Then things get hairy. The President decides to preemptively declare war on Iraq. Traditionally, Americans don't like foreign wars. They especially don't like aggressive foreign wars. So the President can't publicly state the real rationale for the war, which is to defuse Arab Islamic hatred of modernity by forcibly introducing them to liberal democracy. Maybe 5% of the population (including yours truly) would support that. So he sells the war by using the WMD combined with terrorism angle. That's a real threat, but it doesn't explain why we have to occupy and rebuild Iraq afterward. When it turns out that the intelligence services overestimated Iraq's WMD programs, the President immediately loses the support of the nationalist Left. They believe they've been lied to, which is true but not in the way that they think. It's ironic, really, because they're the one bloc who should be the strongest supporters of the policy, ideologically.
Then the 2004 elections happen. And, now that I have some distance in time from it, I think that history will record that this election was one of the strangest on record. Instead of any real policy differences (there were some, but not many) the real issue in the election was "Who do you trust?" Do you trust the clumsy, religious President to somehow pull a good outcome out of what appears to be an increasingly messy Iraq occupation? Or do you trust John Kerry, the sober, smooth liberal, to come in and set things to rights?

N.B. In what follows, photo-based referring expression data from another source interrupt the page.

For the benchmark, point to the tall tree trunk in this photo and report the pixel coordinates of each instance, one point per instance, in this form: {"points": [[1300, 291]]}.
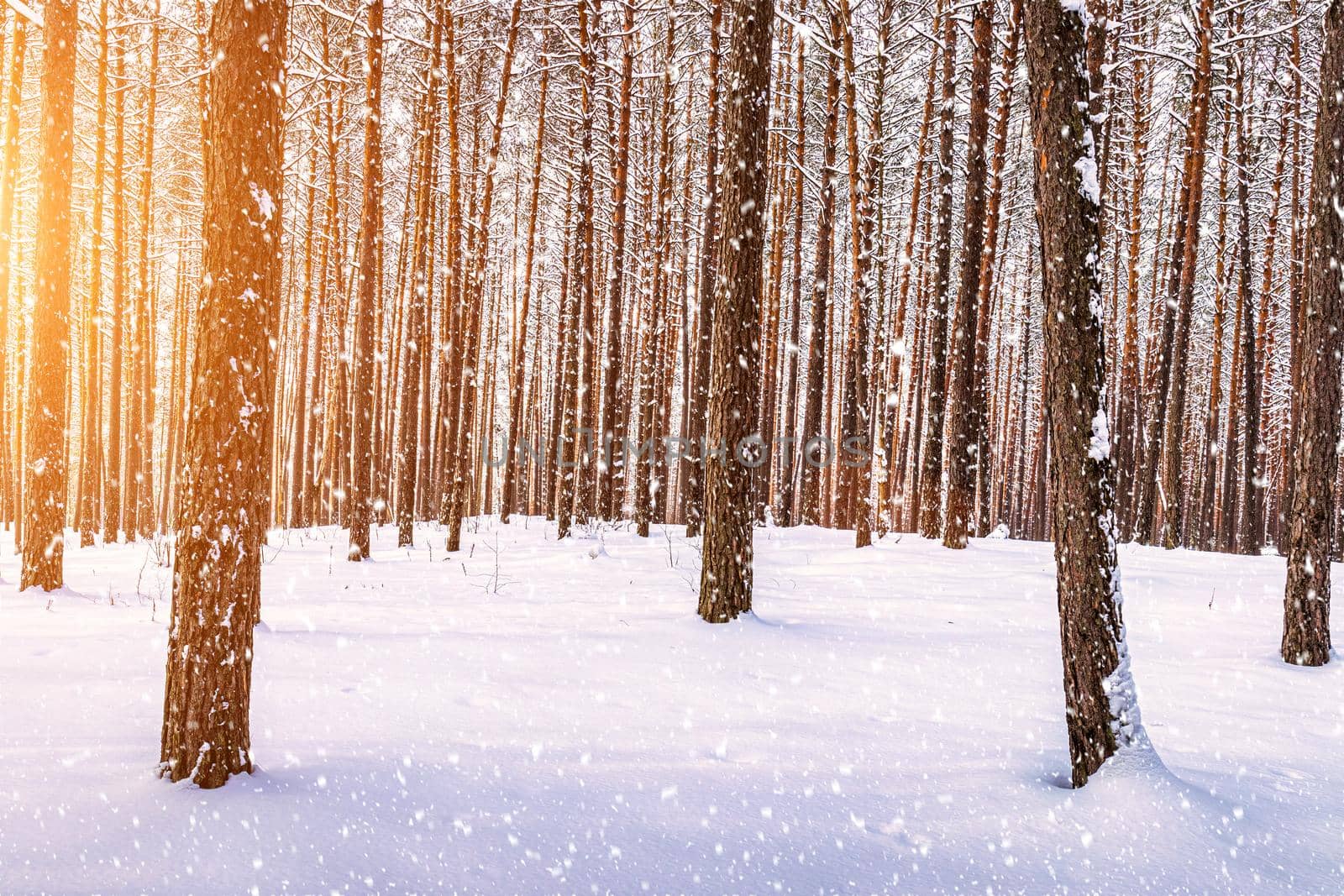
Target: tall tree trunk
{"points": [[611, 465], [1173, 469], [726, 573], [217, 574], [91, 443], [515, 417], [1316, 390], [366, 296], [931, 456], [112, 499], [1101, 705], [964, 425], [47, 409], [815, 437], [692, 497]]}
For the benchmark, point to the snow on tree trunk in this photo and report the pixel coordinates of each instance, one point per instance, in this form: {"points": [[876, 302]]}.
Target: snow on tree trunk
{"points": [[47, 410], [221, 531], [736, 352], [1316, 394], [1101, 705]]}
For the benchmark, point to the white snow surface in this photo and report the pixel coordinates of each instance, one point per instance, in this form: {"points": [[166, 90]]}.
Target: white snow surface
{"points": [[531, 716]]}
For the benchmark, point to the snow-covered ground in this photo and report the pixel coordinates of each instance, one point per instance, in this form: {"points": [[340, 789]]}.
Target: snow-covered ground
{"points": [[533, 716]]}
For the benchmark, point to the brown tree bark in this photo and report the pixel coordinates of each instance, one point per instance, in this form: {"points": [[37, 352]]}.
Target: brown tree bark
{"points": [[964, 422], [815, 454], [91, 443], [931, 454], [217, 578], [366, 296], [8, 175], [692, 493], [1101, 707], [736, 359], [47, 409], [1316, 390], [515, 416]]}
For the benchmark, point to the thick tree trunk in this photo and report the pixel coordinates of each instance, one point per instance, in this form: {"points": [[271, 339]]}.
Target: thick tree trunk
{"points": [[217, 574], [1316, 391], [1101, 705], [47, 407]]}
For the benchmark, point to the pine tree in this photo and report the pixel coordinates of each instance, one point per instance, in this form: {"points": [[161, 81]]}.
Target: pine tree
{"points": [[366, 298], [1316, 390], [736, 356], [47, 409], [1101, 705], [221, 530]]}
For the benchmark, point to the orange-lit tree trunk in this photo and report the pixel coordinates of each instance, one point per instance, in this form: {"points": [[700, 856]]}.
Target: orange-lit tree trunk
{"points": [[366, 296], [217, 578], [47, 409]]}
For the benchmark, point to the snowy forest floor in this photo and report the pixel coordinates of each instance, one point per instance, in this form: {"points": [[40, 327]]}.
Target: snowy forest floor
{"points": [[534, 716]]}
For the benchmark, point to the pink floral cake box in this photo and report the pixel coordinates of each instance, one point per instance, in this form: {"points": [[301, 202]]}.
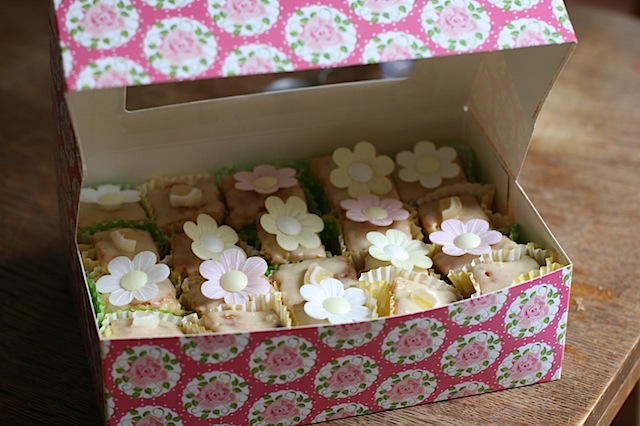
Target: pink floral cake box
{"points": [[479, 73]]}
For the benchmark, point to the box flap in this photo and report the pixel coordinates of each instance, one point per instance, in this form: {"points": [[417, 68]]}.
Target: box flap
{"points": [[114, 43]]}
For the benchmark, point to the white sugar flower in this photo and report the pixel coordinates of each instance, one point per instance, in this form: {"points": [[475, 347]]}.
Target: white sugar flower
{"points": [[458, 238], [290, 222], [398, 249], [331, 301], [133, 279], [109, 197], [427, 164], [209, 239]]}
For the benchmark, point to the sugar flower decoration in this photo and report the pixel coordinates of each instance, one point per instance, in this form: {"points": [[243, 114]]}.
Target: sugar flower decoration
{"points": [[234, 277], [427, 164], [458, 238], [265, 179], [290, 222], [370, 208], [132, 279], [109, 197], [398, 249], [331, 301], [361, 171], [209, 239]]}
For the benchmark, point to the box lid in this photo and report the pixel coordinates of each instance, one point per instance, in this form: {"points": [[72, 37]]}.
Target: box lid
{"points": [[117, 43]]}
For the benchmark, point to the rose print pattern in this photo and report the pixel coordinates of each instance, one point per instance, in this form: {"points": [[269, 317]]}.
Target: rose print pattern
{"points": [[463, 389], [150, 416], [413, 341], [456, 25], [394, 46], [282, 408], [168, 4], [341, 411], [146, 371], [102, 24], [255, 59], [527, 32], [514, 4], [349, 336], [532, 311], [477, 310], [346, 376], [471, 354], [244, 17], [282, 359], [180, 47], [320, 35], [214, 349], [110, 72], [525, 365], [405, 389], [382, 11], [215, 394]]}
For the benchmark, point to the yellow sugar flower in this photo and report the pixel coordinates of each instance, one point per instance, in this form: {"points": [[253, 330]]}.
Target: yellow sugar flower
{"points": [[361, 171], [291, 223]]}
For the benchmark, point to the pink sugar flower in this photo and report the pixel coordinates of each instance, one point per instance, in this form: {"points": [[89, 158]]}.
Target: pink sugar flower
{"points": [[265, 179], [458, 238], [234, 277], [370, 208]]}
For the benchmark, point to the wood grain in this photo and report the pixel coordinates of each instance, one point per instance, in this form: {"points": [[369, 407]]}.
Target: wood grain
{"points": [[582, 173]]}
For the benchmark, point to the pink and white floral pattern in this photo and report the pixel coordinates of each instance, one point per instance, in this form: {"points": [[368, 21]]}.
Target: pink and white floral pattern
{"points": [[285, 408], [215, 394], [463, 389], [471, 353], [525, 365], [532, 311], [180, 47], [527, 32], [214, 349], [112, 71], [514, 4], [282, 359], [244, 17], [146, 371], [168, 4], [346, 376], [478, 309], [341, 411], [320, 35], [253, 59], [382, 11], [349, 336], [102, 24], [413, 341], [394, 46], [457, 26], [405, 389], [150, 415]]}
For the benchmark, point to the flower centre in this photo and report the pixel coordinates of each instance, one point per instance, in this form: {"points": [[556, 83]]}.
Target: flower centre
{"points": [[234, 281], [360, 172], [110, 201], [427, 165], [467, 241], [288, 225], [396, 251], [133, 280], [264, 182], [212, 242], [375, 212], [336, 305]]}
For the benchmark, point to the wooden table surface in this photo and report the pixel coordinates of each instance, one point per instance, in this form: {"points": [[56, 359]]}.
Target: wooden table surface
{"points": [[583, 174]]}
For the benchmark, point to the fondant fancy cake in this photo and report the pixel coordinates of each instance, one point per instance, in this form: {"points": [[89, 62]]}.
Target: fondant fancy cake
{"points": [[347, 237]]}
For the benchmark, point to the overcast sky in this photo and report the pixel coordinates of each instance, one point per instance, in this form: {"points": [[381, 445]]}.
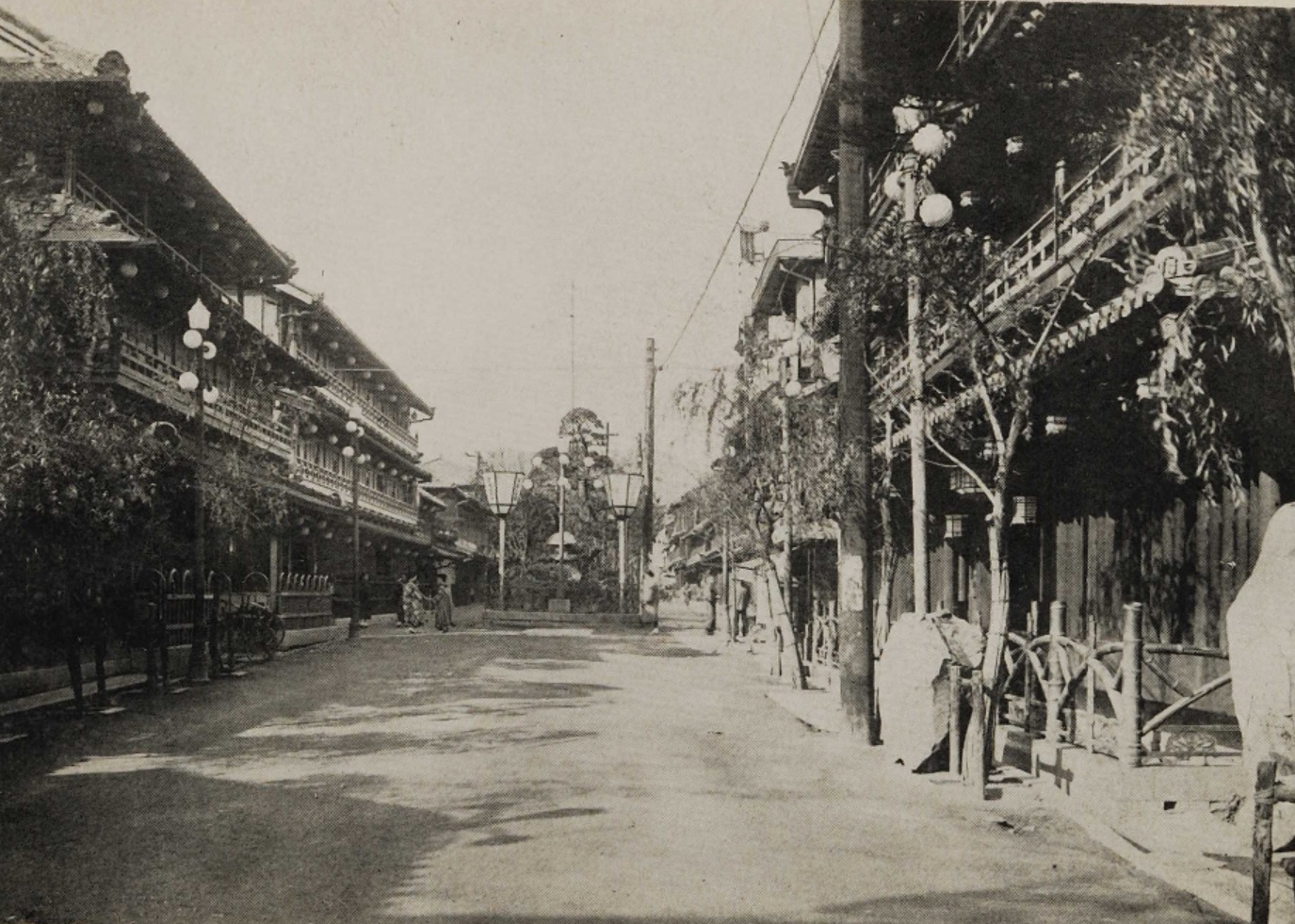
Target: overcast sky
{"points": [[445, 170]]}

In my view, the election was as polarizing as it was precisely because it was so personal. And as we all know, the President won. It was close but solid, with the President picking up four seats in the Senate in addition to his own in the Oval Office.

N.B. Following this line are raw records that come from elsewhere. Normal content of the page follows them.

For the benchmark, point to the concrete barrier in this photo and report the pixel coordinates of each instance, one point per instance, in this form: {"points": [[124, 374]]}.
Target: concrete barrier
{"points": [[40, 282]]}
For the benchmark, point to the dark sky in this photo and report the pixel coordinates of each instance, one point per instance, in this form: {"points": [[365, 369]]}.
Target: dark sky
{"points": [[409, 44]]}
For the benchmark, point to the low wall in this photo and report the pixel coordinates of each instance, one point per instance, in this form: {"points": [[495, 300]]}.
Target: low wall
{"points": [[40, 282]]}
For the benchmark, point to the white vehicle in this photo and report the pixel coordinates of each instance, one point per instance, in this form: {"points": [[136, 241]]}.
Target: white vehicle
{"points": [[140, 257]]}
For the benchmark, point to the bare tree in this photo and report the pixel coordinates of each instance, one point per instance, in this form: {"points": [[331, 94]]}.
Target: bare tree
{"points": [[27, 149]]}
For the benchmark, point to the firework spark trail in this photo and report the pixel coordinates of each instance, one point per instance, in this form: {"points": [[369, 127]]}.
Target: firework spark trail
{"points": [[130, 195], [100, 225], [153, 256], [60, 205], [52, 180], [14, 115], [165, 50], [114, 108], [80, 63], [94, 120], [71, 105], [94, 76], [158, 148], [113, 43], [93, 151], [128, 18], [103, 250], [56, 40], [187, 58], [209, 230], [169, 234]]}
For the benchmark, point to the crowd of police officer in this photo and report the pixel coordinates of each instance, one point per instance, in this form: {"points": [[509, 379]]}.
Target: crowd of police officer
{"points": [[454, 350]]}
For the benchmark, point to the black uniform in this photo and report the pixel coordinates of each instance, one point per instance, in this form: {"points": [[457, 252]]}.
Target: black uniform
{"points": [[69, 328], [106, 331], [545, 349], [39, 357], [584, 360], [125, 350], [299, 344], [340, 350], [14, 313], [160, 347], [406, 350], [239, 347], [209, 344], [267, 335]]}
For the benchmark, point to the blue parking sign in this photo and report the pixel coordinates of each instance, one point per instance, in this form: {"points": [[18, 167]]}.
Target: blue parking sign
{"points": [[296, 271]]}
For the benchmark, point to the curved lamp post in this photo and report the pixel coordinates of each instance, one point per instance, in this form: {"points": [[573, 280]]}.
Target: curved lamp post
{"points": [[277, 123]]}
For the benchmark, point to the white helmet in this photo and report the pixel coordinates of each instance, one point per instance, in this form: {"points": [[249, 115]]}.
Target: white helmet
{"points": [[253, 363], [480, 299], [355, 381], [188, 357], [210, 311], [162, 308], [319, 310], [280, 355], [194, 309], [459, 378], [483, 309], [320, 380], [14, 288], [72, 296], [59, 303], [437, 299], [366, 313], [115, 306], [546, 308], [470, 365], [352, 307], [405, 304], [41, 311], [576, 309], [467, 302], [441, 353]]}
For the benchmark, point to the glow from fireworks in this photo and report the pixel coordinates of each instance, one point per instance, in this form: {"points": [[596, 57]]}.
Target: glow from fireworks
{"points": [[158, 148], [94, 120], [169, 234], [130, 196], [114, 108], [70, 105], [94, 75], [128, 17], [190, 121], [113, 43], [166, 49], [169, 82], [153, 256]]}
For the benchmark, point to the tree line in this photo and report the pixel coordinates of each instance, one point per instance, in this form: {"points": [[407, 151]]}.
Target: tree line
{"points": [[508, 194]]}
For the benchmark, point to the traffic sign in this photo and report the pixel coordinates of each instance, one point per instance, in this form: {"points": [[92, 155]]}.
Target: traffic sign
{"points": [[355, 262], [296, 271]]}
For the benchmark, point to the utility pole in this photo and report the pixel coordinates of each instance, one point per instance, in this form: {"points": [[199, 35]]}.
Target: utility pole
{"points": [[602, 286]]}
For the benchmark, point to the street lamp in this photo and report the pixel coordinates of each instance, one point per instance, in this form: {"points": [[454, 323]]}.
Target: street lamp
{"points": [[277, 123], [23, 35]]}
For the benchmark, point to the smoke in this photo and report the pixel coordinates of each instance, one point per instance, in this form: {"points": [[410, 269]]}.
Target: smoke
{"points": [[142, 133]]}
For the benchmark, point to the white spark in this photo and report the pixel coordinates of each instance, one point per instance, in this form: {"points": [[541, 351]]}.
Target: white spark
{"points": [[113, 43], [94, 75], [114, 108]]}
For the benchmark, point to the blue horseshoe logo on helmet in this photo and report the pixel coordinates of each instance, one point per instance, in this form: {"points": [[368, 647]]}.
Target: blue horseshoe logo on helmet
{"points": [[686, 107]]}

It's been a year since the President won his election on an appeal to the American people to trust him. The war is going as well as could be expected. To map it to Vietnam, we're probably in late 1970 -- the Iraqi military is increasingly capable of fighting its own battles, but American ground forces are still required to crack the hardest enemy resistance. In another year or two, I figure that the Iraqis will be able to hold their country on their own if they so choose, provided we send generous amounts of material and technical aid. Even if the tempo of operations accelerates as we near the end, it is highly unlikely that the Iraq War will end up costing more than 4,000 lives (we're at
just over 2,000 right now).
Looked at from the perspective of a wargamer going into the conflict, if you told me that we'd manage to conquer and rebuild Iraq with fewer than 4,000 dead, I'd have said that would be outstandingly good. To put this into context, the Union lost
3,155 men killed during the three days of Gettysburg. To get to the point where we had won Vietnam in a similar fashion, it cost the nation 58,000 dead. But from the perspective of our opinion elite (judging by the articles they write for the Web) this performance is intolerably bad. The war is all but lost, according to all but the President's most stalwart personal supporters. Despite being right, they are seen as either delusional or shills for a failed Administration.

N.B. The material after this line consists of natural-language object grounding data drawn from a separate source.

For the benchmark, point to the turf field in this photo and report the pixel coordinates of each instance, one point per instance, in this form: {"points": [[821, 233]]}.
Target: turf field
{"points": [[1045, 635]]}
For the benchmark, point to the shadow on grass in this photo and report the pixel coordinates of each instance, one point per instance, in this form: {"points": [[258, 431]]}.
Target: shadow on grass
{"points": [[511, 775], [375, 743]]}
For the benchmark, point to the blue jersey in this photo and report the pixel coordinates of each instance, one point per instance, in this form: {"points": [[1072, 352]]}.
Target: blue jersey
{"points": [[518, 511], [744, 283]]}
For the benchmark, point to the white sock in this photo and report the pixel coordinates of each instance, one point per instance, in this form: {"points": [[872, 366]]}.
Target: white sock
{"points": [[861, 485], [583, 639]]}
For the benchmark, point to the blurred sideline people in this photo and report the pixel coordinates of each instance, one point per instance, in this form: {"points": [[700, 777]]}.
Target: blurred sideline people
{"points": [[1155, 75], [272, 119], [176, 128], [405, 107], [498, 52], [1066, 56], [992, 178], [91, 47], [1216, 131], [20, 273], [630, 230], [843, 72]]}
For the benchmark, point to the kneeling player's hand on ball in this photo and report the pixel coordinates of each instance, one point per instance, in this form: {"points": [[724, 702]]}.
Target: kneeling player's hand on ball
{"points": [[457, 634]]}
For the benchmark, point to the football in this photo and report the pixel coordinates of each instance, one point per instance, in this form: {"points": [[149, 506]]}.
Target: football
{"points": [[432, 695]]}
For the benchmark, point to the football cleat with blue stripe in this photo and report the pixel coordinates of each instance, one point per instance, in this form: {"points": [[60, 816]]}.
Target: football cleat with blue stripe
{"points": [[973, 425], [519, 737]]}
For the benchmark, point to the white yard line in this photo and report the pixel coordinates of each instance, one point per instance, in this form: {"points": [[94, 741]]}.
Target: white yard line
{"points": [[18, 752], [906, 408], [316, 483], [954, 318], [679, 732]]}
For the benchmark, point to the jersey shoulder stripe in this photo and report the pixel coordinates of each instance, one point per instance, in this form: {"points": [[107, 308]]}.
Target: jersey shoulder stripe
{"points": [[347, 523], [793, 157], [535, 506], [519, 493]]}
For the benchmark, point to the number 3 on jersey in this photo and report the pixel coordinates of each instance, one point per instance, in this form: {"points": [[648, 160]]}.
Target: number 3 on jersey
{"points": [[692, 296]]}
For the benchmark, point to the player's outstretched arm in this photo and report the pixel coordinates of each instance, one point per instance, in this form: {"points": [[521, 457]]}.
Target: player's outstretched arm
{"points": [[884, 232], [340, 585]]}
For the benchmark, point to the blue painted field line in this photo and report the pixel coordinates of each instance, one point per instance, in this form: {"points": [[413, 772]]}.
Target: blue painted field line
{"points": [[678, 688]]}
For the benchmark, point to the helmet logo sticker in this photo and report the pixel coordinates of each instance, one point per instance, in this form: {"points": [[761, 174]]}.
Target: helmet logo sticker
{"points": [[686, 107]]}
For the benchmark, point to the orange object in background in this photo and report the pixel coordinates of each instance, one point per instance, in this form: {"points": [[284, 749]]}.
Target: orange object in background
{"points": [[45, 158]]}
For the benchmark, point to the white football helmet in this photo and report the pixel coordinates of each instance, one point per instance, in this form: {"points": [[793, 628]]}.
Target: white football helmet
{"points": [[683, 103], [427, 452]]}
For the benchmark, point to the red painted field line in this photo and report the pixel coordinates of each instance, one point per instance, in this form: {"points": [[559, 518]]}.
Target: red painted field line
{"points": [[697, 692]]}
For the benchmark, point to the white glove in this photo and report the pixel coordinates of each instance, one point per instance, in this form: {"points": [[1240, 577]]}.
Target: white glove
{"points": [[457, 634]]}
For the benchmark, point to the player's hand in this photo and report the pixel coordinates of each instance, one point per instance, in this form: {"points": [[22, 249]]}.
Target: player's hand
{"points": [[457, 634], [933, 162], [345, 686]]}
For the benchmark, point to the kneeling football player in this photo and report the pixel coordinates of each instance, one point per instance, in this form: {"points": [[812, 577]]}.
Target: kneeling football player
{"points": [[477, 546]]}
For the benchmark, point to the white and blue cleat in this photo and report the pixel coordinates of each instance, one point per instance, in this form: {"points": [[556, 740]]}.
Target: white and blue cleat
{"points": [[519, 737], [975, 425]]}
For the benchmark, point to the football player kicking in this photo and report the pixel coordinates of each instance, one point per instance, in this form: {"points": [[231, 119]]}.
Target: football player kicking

At this point, the only way I can see that the President can win in Iraq is to hunker down, keep funding the war, and wait for the military to dribble home as "Iraqification" progresses. And this is clearly what he intends to do. The problem is that such an inchoate "stay the course" strategy relies heavily on him retaining enough support to maintain the war funding at a credible level to reassure the Iraqis that we won't abandon them. And the only argument he has left is "trust me", the one he drew upon so heavily to win the election.
Here's where recent events come into play. When Hurricane Katrina struck, the Democrats immediately seized upon it to try and damage the President's political standing. It worked. So the President responded the way he has done throughout his term: he promised massive amounts of Federal spending to buy off the opposition. There was just one problem. Remember the Republican party factions I described before? Well the libertarians were alienated pretty early on in the President's first term, by the emergency steel tariffs and the Federal spending. And the business conservatives had been grumbling for the same reasons. But the billions of dollars for hurricane relief appear to have been the last straw for the business conservatives.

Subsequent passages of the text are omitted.